The Citizen Science Initiative on wildlife monitoring in Slovenia, coordinated by the University of Primorska, will invite hunters and non-hunters to collect data about wildlife presence via the app for mobile devices. In this framework, the Hunters Association of Slovenia was invited to co-design the app and data collection protocol, altogether with the University of Primorska and an external company featuring previous experience in wildlife monitoring app programming. The app was co-designed through on-line meetings in autumn 2021, and piloted on a sample of hunters and wildlife researchers. Co-designing also involved a quiz for wildlife identification, which was piloted and then integrated into the app. The protocol for data collection, which also included camera trapping in pilot areas, was co-designed as well, and the Hunters Association of Slovenia provided extensive advice about data collection through camera trapping.
As for the Citizen Science Initiative on energy communities in Germany, led by WECF, citizen scientists were invited to a method co-creation meeting with the core team of the initiative. Citizen scientists provided feedback on the content of lifestyle questionnaires and workshops to be conducted during the data collection phase. During the meeting, engaged citizens could interact with researchers and civil society representatives working in the fields of community energy and citizen participation in the energy transition. The involvement of citizen scientists, among whom was also present a member of an energy cooperative and tenant electricity user since last January, will enrich the comprehensibility of the questionnaire.
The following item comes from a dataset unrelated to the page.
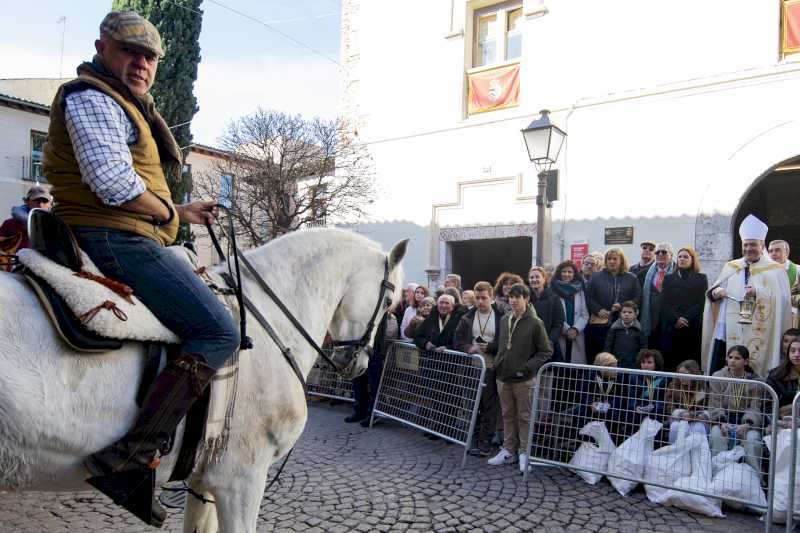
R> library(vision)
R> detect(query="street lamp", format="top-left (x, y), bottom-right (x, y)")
top-left (522, 109), bottom-right (567, 266)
Citizens were involved in the designing of tools in Uganda as well, where ARUWE is leading the Citizen Science Initiative on off-grid renewable energy in agriculture. During both the planning and the research design phase, the citizen scientists contributed to the sketching of the tools, and this was done through the means of consultative meetings organised at the local level and featuring different cooperative representatives, local leaders and the other stakeholders. The citizen scientists provided in-depth information about the tools as well as the target groups, while also participating in the preliminary testing of the draft tools which were incorporated in the research protocol.
Last but not least, the University of Tor Vergata, leading the Citizen Science Initiative on infectious diseases preparedness, not only will involve young citizens such as high school students in the process of gathering data stemming from past citizen science experiences in order to develop a taxonomy, but at a later stage will also involve several stakeholders such as General Practitioners, policymakers and citizen organisations in the active process of designing an effective strategy for facing future epidemics and pandemics. In the last phases of the initiative, in fact, several workshops will be carried out, during which citizen scientists will be given the opportunity to co-draft a document explaining how citizen science may be adopted and developed to increase the level of preparedness of Italy for possible future infectious diseases outbreaks.